Genauso wie das CCS-Verfahren, die Einlagerung von CO2 unter der Erde, mit der die Ölindustrie alle übrig bleibenden Emissionen elegant unter den Teppich kehren möchte. Das ist aus sehr vielen Gründen bedenklich – noch nicht genug erforscht, gefährlich, Platzprobleme –, aber im Sinne der Emissionsreduktion sticht vor allem ein Gegenargument heraus: Es ist unfassbar energieaufwendig. Das Umweltbundesamt schreibt: „Der Einsatz der CCS-Technik erhöht den Verbrauch der begrenzt verfügbaren fossilen Rohstoffe um bis zu 40 Prozent.“ Und irgendwie ging es doch darum, diesen Verbrauch jetzt zu reduzieren, oder?

Die Ölindustrie sieht aber nun darin ihren Weg in die Zukunft. Denn die flüssigen Kraftstoffe könnte sie einfach gegen das Öl eintauschen. Fuels-Europe-Generaldirektor John Cooper sagt, er sei ganz überrascht gewesen, wie viel von einer konventionellen Raffinerie sich auch für die Herstellung der neuen Kraftstoffe eigne. Gut, bis zu 650 Milliarden Euro werde die Umstellung dann schon noch kosten.
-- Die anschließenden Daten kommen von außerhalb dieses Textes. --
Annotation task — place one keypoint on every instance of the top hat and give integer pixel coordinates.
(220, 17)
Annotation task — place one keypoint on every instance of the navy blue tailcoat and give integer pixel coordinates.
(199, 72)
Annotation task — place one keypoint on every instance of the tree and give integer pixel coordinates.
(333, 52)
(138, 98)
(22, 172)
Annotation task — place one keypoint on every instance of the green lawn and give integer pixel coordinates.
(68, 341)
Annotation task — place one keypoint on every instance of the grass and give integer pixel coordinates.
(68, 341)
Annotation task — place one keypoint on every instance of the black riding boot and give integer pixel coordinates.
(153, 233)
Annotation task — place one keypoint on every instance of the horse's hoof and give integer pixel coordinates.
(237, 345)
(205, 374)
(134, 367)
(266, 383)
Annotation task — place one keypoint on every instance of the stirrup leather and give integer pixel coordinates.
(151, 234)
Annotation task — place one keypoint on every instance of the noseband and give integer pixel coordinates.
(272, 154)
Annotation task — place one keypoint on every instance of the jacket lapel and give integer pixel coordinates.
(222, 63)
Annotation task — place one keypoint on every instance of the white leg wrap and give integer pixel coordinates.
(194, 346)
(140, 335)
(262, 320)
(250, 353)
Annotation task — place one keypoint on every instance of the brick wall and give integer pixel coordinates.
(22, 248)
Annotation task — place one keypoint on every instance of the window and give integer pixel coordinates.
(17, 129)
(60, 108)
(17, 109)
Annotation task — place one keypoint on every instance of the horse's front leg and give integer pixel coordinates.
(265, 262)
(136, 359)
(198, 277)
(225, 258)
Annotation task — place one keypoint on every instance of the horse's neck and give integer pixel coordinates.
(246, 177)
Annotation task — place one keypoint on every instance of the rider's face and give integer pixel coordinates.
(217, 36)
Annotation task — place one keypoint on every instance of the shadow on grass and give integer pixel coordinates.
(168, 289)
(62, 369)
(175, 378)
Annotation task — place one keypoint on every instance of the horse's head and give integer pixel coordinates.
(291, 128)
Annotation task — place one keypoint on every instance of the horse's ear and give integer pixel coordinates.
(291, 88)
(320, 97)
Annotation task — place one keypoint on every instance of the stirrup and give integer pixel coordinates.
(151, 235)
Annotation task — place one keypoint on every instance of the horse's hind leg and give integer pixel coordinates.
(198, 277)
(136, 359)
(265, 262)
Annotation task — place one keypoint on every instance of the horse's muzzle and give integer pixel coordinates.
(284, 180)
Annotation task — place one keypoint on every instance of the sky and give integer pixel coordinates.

Zugegeben, viel Geld, deswegen soll die Politik nun helfen. Jetzt wo die Raffinerien das Öl nicht mehr haben wollen, soll sie zum Beispiel die CO2-Preise dafür hochschrauben, damit dann alle die schönen neuen Kraftstoffe haben wollen.

Nun ja, der Versuch der Ölindustrie, nicht in der Bedeutungslosigkeit zu verschwinden, wirkt ein wenig verzweifelt. Und teuer. Und noch dazu umständlich. Oder, wie das Umweltministerium gegenüber dem Handelsblatt kurz und knapp urteilt: „nicht sinnvoll“.